Six out of 10 global consumers are increasingly looking for food and beverage products that support their immune health, with one in three saying that concerns about immune health increased in 2020 over 2019, according to the Innova Consumer Survey 2020.
Immunity-boosting ingredients are expected to play a significant role in the coming year, while research and interest in the microbiome and personalized nutrition as ways to strengthen immunity will accelerate.
This interest in health can be seen at Nestlé where sales from its health-science business lifted overall revenue as organic sales grew 3.5% in the first nine months of the year, beating analysts’ estimates of 2.8%, reported The Wall Street Journal (Oct. 21).
As the pandemic wears on, companies like Nestlé are getting a boost from consumers gravitating toward products that support health, particularly the immune system. While Nestlé’s health-science business represents only about 3% of Nestlé’s overall sales, Mark Schneider, chief executive, aims to have the company become “a health and nutrition powerhouse” through acquisitions and organic growth.

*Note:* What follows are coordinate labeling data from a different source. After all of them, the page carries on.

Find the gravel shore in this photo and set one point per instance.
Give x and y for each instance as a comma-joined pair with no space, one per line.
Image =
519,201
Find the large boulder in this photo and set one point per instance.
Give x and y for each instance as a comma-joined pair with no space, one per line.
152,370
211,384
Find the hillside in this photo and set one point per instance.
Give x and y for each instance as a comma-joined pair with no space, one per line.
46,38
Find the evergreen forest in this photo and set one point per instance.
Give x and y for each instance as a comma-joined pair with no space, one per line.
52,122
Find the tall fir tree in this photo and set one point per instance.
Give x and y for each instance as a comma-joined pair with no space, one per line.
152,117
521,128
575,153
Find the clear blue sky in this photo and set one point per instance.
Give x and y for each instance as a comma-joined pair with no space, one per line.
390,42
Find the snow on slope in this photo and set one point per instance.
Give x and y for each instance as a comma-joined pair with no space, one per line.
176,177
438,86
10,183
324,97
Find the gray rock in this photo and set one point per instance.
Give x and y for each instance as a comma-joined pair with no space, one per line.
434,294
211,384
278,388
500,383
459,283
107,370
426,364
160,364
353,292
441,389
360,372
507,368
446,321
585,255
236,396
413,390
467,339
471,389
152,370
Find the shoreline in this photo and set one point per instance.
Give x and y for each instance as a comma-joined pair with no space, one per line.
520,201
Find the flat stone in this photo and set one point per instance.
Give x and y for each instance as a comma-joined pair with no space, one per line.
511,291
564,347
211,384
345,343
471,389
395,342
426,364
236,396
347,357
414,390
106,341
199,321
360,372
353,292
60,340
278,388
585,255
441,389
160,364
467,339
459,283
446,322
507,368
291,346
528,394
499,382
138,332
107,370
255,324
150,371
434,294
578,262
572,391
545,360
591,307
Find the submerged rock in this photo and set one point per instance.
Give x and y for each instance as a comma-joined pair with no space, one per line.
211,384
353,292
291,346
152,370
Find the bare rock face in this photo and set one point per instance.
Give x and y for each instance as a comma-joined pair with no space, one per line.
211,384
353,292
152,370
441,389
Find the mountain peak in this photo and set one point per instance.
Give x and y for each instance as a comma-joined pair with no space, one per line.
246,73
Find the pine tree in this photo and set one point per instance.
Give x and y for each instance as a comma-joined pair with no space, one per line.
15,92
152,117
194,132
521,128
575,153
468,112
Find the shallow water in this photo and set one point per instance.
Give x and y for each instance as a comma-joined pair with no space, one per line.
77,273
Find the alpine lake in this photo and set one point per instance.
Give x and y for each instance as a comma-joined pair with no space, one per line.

In particular, demand for vitamins, minerals, and supplements was strong, according to the company. Supplement brands Garden of Life and Pure Encapsulations sold well online, while so called healthy-aging products grew at a double-digit rate in the nine-month period, with help from Boost, a nutritional drink brand, in North America and Nutren, a line of nutritional supplements, in Brazil.
Other companies also made moves to take advantage of the increased concern about health during the pandemic. For example, Unilever PLC doubled the amount of zinc that goes in its Horlicks brand—a malted milk in India. It is also marketing what it says are the brands immunity-boosting benefits.
Additionally, Archer-Daniels Midland Co. (ADM) aims to increase the operating profit from its nutrition unit to $1 billion, more than double last year’s level, reported Bloomberg (Oct. 21).
Profit from its nutrition unit, which includes the plant burger operations, surged 52% in the first half of the year to $300 million from the year-earlier period. That helped ADM beat earnings expectations, even as first-half profit at its traditional grain-handling business rose only 7.2% to $835 million.
The company’s nutrition business was a key player in being able to survive the pandemic. Supply chain disruptions hurt many of ADM’s commodity rivals, but the company saw a jump in demand for probiotics and other similar products.
“It’s been interesting that as bad as coronavirus is for the world, to a certain degree it reinforced the direction we have taken in ADM strategically,” said Juan Luciano, CEO of ADM. “Today the No. 1 question in the world is: How can I stay healthy?”